Jo and her lawyers are intelligent and have had to fight against this type of claim in the past; I’m sure they’re well prepared to deal with it again. But I do hope that people stop with the lawsuits; she just finished a beautiful decade-long series, and she deserves a break!
Sad attempt to draw monetary gains from a well known author, book series and publishing company. Countersue JKR! Maybe these nonsensical types of lawsuits will finally end! And by the way, a 36 page booklet vs. the building brick we know and love as GoF? Kind of a far stretch, don’t you think?
I just rolled my eyes. What can I say? It just seems ridiculous to me.
@ MuggleQueen: If it is, then I’m just as bad as you, LOL.
nice try guys, but jo rowling had nothing nto do with that stupid willy the wizard booklet. it seems odd that harry potter is sucha huge phenomenon and they are just coming to realize the infringement now.whch year did GOF come out aain? because this claim was made WAY too lat, if it was 2004. thats when POA was in theatrs! now way, dude, no way ca they win this. its ludicrous.
Exactly! I read some of the extracts (on this website that was created sometime last year) and they did everything they could to make it sound like it was related to Harry Potter. For example they used a sentence that went something like: “Willy once went to wizard college and took a course in Palermo…” Then, they used that same sentence to make two titles- one for “Wizard College” and a whole separate title for “Wizard Student Courses”.
Another example that really upsets me was where Willy sees the Wizard Duke Louis with two cockatoos perched on his head. “He could see the cockatoos but no head” – they used that quote and titled the column “Apparently Headless Aristocrat” clearly to make a reference to Nearly Headless Nick. So sometimes, these names don’t really have much text to back them up, but the TITLES may, unfortunately, try to put us in a bit of a panic. Must I go on? Each one of us could set up a logical explanation for all of these extracts!
Another example that made me explode was: “His strange face with a central eye above a roman nose looked at Willy’s left ear.” This extract was titled “Strange Eye Wizard” URRRRRGH! NO! Where does it say he has a strange eye??

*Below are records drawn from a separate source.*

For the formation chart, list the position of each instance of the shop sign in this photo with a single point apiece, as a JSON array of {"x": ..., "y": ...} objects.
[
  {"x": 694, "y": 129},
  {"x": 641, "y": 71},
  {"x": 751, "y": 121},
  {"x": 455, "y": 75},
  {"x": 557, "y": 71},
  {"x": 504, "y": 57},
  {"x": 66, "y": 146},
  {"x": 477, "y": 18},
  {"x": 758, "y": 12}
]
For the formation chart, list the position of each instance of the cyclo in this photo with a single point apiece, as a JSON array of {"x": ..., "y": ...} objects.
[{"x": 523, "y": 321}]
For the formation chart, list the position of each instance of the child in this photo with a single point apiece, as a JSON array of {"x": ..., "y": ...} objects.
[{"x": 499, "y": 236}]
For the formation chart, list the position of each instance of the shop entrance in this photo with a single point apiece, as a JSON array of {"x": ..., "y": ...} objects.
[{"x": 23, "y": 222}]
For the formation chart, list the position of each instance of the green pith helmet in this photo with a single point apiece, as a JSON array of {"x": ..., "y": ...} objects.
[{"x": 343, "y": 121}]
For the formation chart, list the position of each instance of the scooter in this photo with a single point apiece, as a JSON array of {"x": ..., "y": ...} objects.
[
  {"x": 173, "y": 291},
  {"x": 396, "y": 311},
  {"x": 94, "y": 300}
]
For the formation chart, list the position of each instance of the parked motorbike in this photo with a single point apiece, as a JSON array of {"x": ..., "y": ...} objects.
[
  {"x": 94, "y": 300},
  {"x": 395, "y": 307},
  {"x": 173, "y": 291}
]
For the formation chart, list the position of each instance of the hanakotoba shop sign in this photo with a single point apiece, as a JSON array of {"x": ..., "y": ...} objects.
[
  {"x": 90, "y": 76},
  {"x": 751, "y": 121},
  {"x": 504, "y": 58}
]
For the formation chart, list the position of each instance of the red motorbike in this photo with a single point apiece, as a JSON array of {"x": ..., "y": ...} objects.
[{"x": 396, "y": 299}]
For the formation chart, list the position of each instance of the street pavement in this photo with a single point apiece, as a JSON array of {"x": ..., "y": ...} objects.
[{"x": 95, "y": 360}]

Okay! Just one more thing: If you are writing about a magically community that lives in secret, (such as in Harry Potter) wouldn’t it make sense that these people also had their own government, hospitals, prisons, and any other buildings and shops containing and varying in anything you can possibly think of???? GAAHHH!
That is all.
As far as I can see, the “Willy the Wizard” website was created with the deliberate intent to mislead people who aren’t deeply in-the-know about the Harry Potter series: the captions of the extracts from the aforementioned website are extremely misleading, and the similarities are just few (most probably both Rowling and Jacobs were inspired by the same fantasy and non-fantasy milestones: The Lord of the Rings, The Chronicles of Narnia, etc.). No author in the world can escape influences. No book is entirely based on original ideas. And it will always be like this.
In my opinion this lawsuit is just a pretentious attempt at gaining some money/fame. And it will end up like the “Nancy Stouffer” lawsuit, with them desperately trying and trying to succeed in winning oer JKR.
Where do these people come from? Out of nowhere? How many years after GoF was published??